Я встал у двери в комнату, сложив руки на груди, внимательно изучая непрошенных гостей. Один из них, высокий, широкоплечий мужчина с трёхдневной щетиной вышел вперёд. Квадратное лицо, близко посаженные глаза, выпуклый раздвоенный подбородок, приплюснутый нос. И низкий лоб — идеальный портрет пахана с зоны.
— Гражданин Туманов? Олег Николаевич?
— Да.
— Вы арестованы. Пройдёмте с нами.
— Интересно, — я даже не пошевелился. — Где постановление об аресте? И что мне вменяют, тоже хотелось бы знать. И, кстати, а где участковый? Заблудился?
— Щас поговоришь у нас тут, — не выдержал тощий мужик, махнув патлами. — В милиции тебе всё покажут.
Я прекрасно понимал, что сбежать от этих бандюков я не смогу. Даже, если дам одному в морду, другому по яйцам, и убегу, то это ничего не изменит. В милиции мне не поверят, или просто скажут — когда убьют, тогда приходится.
— Переодеться я могу? — поинтересовался я спокойно.
— Переодевайся, и без фокусов. Иначе… — главный не договорил, только физиономию исказила злобная гримаса, глаза сузились и ноздри широкого носа раздулись.

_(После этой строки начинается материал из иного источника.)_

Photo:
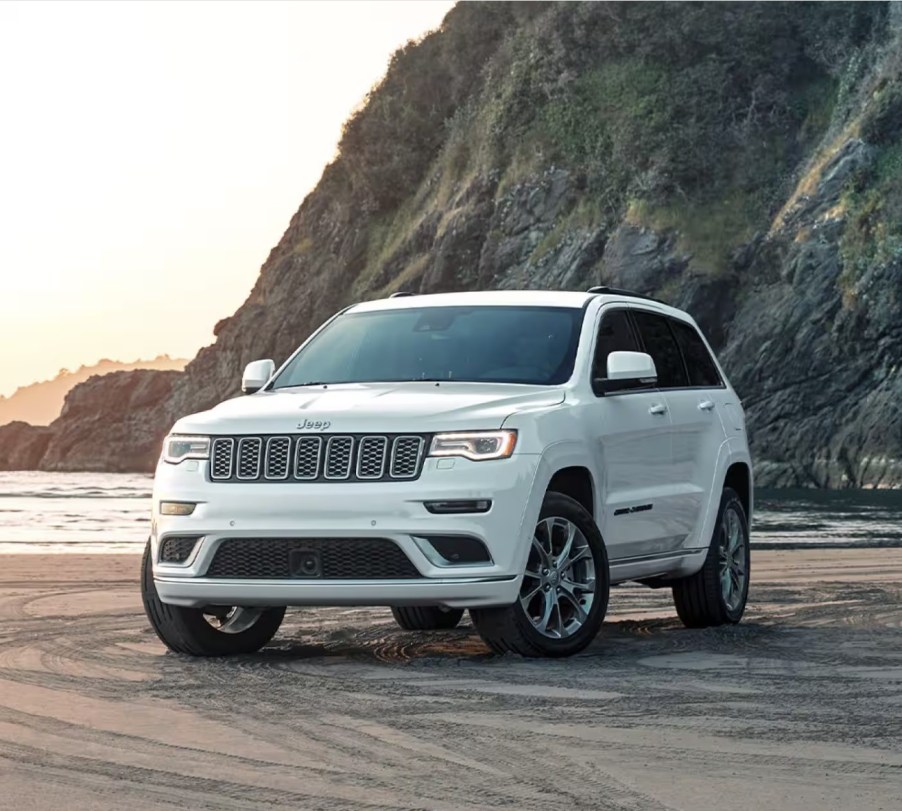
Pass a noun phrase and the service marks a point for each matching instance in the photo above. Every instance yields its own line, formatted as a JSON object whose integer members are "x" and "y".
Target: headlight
{"x": 176, "y": 448}
{"x": 475, "y": 445}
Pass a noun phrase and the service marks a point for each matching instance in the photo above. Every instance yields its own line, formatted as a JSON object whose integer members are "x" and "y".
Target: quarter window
{"x": 701, "y": 366}
{"x": 615, "y": 334}
{"x": 661, "y": 345}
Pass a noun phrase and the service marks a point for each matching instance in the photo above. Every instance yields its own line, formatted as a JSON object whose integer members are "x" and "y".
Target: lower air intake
{"x": 337, "y": 558}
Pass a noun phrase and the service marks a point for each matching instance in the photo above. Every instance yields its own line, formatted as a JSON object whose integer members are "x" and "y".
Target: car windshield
{"x": 534, "y": 345}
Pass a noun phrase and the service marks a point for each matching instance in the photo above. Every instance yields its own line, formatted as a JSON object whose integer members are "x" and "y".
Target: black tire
{"x": 186, "y": 630}
{"x": 699, "y": 599}
{"x": 509, "y": 629}
{"x": 426, "y": 617}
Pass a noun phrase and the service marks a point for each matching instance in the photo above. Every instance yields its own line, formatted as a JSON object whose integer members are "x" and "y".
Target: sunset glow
{"x": 153, "y": 153}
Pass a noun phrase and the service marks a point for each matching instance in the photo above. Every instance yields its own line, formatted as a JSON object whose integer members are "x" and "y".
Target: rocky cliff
{"x": 41, "y": 403}
{"x": 743, "y": 161}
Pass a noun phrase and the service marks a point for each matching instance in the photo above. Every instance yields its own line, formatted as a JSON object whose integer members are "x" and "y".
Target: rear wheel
{"x": 209, "y": 631}
{"x": 564, "y": 594}
{"x": 717, "y": 593}
{"x": 426, "y": 617}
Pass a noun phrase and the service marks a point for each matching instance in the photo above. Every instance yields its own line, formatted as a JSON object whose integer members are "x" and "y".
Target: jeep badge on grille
{"x": 314, "y": 425}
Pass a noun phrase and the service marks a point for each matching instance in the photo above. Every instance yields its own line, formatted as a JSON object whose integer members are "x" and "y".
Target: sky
{"x": 151, "y": 155}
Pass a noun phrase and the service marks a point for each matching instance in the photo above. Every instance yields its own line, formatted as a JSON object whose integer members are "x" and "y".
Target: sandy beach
{"x": 800, "y": 707}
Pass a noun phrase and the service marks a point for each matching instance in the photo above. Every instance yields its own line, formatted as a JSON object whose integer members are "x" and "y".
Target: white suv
{"x": 512, "y": 453}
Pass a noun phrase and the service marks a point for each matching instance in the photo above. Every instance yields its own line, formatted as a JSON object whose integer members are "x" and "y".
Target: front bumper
{"x": 392, "y": 510}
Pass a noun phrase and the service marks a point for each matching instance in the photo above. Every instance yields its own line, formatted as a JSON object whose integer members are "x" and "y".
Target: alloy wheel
{"x": 733, "y": 556}
{"x": 559, "y": 582}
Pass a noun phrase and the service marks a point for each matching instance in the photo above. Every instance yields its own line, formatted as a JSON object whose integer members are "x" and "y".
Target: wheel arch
{"x": 575, "y": 481}
{"x": 739, "y": 478}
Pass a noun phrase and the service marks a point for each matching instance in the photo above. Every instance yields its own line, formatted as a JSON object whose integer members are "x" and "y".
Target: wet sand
{"x": 800, "y": 707}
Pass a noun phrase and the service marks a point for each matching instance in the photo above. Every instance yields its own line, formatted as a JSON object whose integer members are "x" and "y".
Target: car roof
{"x": 507, "y": 298}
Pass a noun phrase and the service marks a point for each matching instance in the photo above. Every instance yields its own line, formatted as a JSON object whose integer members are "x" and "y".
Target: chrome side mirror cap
{"x": 256, "y": 375}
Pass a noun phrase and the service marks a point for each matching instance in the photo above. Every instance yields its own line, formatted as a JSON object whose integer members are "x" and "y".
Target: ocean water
{"x": 110, "y": 512}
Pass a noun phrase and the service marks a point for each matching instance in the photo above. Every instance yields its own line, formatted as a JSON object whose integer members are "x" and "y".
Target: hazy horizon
{"x": 144, "y": 184}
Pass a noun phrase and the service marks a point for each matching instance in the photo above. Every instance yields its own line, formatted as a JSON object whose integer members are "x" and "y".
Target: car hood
{"x": 416, "y": 407}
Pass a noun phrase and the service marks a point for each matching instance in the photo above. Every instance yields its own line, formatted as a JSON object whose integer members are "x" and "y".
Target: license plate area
{"x": 305, "y": 563}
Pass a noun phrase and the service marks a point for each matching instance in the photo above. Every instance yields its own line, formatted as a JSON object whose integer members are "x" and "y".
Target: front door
{"x": 633, "y": 454}
{"x": 688, "y": 380}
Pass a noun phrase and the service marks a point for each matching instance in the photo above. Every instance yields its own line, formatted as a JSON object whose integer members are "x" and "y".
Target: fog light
{"x": 177, "y": 507}
{"x": 482, "y": 505}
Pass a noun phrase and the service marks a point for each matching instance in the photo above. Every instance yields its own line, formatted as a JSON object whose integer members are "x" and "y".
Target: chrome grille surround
{"x": 339, "y": 450}
{"x": 276, "y": 463}
{"x": 371, "y": 457}
{"x": 406, "y": 453}
{"x": 317, "y": 458}
{"x": 249, "y": 452}
{"x": 221, "y": 458}
{"x": 308, "y": 455}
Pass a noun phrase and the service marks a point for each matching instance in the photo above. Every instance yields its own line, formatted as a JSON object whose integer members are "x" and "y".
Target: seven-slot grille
{"x": 318, "y": 458}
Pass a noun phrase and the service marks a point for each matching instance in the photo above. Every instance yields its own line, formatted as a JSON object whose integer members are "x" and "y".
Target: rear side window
{"x": 615, "y": 334}
{"x": 701, "y": 366}
{"x": 662, "y": 346}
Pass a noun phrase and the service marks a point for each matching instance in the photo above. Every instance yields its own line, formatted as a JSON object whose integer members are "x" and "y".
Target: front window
{"x": 534, "y": 345}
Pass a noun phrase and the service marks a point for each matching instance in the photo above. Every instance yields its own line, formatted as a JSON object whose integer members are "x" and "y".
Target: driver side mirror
{"x": 256, "y": 375}
{"x": 627, "y": 370}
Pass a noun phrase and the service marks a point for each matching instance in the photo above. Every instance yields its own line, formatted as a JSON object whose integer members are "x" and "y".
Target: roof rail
{"x": 616, "y": 291}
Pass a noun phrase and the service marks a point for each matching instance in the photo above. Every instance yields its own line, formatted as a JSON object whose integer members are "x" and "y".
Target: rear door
{"x": 692, "y": 394}
{"x": 632, "y": 449}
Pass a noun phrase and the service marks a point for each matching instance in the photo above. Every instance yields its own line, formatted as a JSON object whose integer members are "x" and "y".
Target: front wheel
{"x": 717, "y": 593}
{"x": 564, "y": 594}
{"x": 210, "y": 631}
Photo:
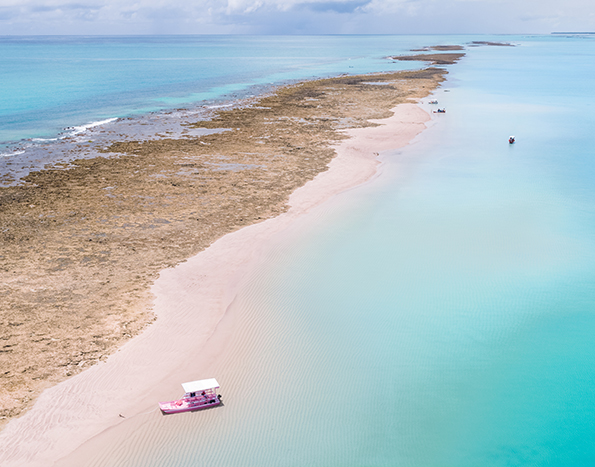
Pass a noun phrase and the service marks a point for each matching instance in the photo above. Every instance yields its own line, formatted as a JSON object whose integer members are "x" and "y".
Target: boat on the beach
{"x": 198, "y": 395}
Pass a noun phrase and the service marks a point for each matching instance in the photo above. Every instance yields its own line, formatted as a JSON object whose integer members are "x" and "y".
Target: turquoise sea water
{"x": 442, "y": 314}
{"x": 53, "y": 82}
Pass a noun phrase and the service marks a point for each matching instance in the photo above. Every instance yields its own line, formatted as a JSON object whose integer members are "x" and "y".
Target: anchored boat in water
{"x": 198, "y": 395}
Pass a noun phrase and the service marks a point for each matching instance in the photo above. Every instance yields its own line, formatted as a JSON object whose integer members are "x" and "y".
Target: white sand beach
{"x": 190, "y": 333}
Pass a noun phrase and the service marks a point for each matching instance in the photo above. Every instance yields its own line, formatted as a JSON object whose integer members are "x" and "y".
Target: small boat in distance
{"x": 198, "y": 395}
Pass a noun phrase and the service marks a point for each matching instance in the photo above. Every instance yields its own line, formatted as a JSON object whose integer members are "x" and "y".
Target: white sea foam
{"x": 9, "y": 154}
{"x": 76, "y": 130}
{"x": 218, "y": 106}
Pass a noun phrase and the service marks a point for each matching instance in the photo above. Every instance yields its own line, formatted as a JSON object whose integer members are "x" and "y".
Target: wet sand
{"x": 190, "y": 302}
{"x": 109, "y": 227}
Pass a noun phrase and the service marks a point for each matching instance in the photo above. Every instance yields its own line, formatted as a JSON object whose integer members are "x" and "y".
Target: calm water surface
{"x": 441, "y": 315}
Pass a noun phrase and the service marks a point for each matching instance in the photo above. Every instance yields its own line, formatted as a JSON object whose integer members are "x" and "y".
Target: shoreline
{"x": 84, "y": 242}
{"x": 211, "y": 278}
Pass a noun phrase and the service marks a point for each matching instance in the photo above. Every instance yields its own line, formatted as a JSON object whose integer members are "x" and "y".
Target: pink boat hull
{"x": 189, "y": 404}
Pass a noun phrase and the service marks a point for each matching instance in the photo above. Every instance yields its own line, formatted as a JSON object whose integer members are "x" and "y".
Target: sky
{"x": 24, "y": 17}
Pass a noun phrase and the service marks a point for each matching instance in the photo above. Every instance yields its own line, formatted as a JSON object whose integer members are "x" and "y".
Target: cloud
{"x": 293, "y": 16}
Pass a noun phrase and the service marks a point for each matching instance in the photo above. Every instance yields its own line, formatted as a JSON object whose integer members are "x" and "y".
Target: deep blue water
{"x": 53, "y": 82}
{"x": 442, "y": 315}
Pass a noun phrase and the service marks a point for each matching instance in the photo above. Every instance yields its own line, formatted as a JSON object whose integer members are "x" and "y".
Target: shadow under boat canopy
{"x": 198, "y": 395}
{"x": 200, "y": 385}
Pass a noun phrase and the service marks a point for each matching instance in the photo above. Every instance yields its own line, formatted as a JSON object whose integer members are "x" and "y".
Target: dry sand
{"x": 81, "y": 245}
{"x": 191, "y": 299}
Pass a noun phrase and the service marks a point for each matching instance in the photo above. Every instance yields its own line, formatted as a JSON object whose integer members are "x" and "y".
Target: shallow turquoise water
{"x": 52, "y": 82}
{"x": 440, "y": 316}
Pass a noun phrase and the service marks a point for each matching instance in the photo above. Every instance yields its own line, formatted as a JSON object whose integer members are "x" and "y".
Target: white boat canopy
{"x": 201, "y": 385}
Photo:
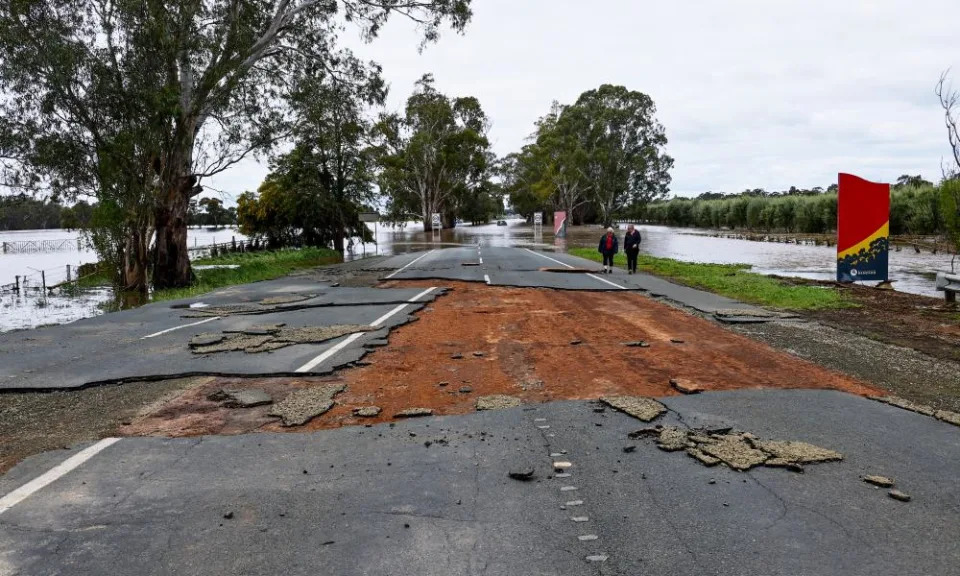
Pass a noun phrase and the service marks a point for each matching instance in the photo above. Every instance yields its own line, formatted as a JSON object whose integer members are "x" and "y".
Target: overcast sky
{"x": 753, "y": 93}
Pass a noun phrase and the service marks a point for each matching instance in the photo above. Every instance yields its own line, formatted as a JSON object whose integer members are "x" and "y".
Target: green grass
{"x": 254, "y": 267}
{"x": 734, "y": 281}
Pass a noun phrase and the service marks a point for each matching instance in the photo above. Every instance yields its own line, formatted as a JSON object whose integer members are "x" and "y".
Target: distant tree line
{"x": 23, "y": 212}
{"x": 916, "y": 208}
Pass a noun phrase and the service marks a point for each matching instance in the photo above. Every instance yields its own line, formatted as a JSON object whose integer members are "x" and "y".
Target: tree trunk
{"x": 171, "y": 261}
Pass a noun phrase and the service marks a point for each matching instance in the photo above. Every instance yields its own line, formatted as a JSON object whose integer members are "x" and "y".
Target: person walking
{"x": 631, "y": 247}
{"x": 609, "y": 246}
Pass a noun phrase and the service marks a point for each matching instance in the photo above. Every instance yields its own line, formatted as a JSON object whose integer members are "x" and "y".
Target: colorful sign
{"x": 560, "y": 224}
{"x": 863, "y": 228}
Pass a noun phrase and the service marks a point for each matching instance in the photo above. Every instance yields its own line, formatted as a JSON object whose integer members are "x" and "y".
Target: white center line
{"x": 353, "y": 337}
{"x": 411, "y": 263}
{"x": 58, "y": 471}
{"x": 179, "y": 327}
{"x": 595, "y": 277}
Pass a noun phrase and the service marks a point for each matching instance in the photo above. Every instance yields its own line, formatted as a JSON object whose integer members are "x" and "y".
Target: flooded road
{"x": 910, "y": 272}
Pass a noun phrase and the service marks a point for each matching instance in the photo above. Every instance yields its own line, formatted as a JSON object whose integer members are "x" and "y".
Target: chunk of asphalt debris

Я ушёл в комнату и вышел уже в шерстяных брюках и свитере, потянулся к полушубку на вешалке под прожигающими взглядами троицы. Брать с собой телескопическую дубинку не стал, они могли обыскать меня, и я бы потерял такое нужное оружие.
На лифте мы спустились вниз, и когда я вышел, вдохнув морозный, свежий воздух февральского утра, заметил около подъезда соседа, который жил этажом ниже и постоянно донимал меня своими придирками. Он играл со своей дочкой, строил нечто, похожее на крепость. Оторвавшись от лепки очередного снежка, выпрямился, криво ухмыльнулся, увидев нашу процессию.
Напротив подъезда стоял не «бобик» — уаз-469, а «рафик», микроавтобус, выкрашенный в канареечный цвет с синий полосой на бору и надписью «Милиция», номер, естественно, заляпан. В таком обычно на место происшествия выезжала оперативная бригада. Меня втолкнули внутрь, усадили на обтянутое красной кожей кресло у окна, один из бандюков сел позади меня, второй — рядом со мной, а третий, главарь, ушёл к водителю.
Машина снялась с места, подскакивая на стыках плит, свернула, но куда мы ехали, я понять не мог — все окна были плотно затянуты бежевыми шторками, между салоном и водительским местом стояла непрозрачная перегородка из пластика. Я пытался понять, сколько раз мы повернули, с какой скоростью едем, но быстро осознал, что водитель явно не следует по прямой, а крутится, чтобы запутать следы. Они не стали надевать на меня наручники, или связывать, но не сводили с меня глаз.
Наконец, мы остановились, я услышал громкий лай собак, значит, мы приехали в какой-то посёлок. Шум открываемых ворот. Машина медленно покатилась, развернулась и съехала вниз. Остановилась. Хлопнула водительская дверь. И через пару минут с лязгом взвилась вверх задняя дверь «рафика».